Sachamoe, I tip my hat to you, because in my opinion, you have covered all the main issues re: accountability, covers up, the perjuries, and the investigation itself. I have been retired a long time and times have certainly changed. I respect each and every deputy who continues to do the job and the right thing, even in the light of all the negativism from the press and public. Not to mention the attacks on cops nation-wide. For the command staff of so many departments to disavow their troops is scandalous. When one of them speaks out in defense of his/her people, it validates the tough job you all face. From the sidelines at least, it looks like things are changing for the better for LASD. You can all walk proud and hold your heads high. And yes there are till vestiges of the old regime who must be weeded out.

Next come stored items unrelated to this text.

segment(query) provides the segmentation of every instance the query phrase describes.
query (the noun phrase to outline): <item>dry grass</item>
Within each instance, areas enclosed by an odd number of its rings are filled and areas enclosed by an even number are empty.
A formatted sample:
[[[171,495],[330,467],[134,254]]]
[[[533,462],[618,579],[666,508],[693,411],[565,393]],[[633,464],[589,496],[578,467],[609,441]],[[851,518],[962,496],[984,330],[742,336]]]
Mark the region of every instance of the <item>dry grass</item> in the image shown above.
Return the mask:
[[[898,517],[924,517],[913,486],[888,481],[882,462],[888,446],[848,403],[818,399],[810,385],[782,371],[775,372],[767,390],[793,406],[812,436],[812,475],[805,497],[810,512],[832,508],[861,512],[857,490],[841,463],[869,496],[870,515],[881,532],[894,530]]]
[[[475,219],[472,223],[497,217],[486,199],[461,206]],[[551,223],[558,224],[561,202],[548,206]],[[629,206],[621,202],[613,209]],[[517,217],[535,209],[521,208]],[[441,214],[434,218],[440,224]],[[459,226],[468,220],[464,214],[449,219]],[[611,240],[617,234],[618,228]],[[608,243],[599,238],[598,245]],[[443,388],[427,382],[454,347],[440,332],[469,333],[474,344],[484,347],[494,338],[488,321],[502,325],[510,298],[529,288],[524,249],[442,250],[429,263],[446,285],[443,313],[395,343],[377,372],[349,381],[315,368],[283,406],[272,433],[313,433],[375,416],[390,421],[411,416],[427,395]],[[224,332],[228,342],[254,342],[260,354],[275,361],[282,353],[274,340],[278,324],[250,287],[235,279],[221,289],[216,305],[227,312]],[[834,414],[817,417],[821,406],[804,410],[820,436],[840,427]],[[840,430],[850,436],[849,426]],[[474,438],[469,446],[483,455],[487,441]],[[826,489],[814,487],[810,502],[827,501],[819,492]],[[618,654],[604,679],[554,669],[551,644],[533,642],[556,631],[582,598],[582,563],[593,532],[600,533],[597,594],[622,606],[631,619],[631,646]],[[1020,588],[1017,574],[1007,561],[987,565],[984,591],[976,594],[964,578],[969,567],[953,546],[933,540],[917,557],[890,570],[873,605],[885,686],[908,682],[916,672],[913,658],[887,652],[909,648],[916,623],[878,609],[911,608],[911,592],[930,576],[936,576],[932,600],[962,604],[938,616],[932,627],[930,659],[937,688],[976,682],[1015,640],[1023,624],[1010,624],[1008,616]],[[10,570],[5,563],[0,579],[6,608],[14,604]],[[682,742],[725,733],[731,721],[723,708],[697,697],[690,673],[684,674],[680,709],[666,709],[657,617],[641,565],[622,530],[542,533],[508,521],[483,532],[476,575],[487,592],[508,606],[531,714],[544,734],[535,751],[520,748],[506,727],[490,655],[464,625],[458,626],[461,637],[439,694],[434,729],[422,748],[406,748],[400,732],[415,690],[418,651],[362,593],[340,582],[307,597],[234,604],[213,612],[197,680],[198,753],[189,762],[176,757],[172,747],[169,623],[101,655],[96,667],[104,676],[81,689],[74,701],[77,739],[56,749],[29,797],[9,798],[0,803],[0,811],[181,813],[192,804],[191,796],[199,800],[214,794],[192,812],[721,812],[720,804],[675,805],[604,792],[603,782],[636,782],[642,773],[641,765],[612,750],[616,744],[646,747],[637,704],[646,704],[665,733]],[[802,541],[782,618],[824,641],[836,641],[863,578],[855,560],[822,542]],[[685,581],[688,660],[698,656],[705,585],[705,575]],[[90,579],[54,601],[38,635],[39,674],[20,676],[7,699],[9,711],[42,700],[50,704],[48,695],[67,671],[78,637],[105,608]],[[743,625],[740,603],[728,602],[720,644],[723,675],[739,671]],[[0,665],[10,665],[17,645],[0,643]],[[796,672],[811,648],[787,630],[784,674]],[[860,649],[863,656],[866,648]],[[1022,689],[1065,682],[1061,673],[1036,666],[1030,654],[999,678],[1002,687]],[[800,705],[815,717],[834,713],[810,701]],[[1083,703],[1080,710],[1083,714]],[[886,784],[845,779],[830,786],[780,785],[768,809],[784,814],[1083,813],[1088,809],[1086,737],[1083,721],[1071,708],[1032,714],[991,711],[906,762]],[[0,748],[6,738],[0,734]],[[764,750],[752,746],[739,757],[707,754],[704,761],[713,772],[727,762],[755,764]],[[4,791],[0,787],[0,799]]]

I hope for only the best for those who really understand their role in today’s LE. Ignore the white noise coming from the likes of TT bad boy. If he is real, he is too immature for the position of deputy sheriff.
Sachamoe, agree 100%!!!
@14…You said it best. Tanaka and his crew of thugs (including Floyd Hayhurst-ALADS) from Lt. Leavins to rogue deputies turned on Sexton. I wish him the best. He had the guts & balls to to the right thing. The others were Cowards.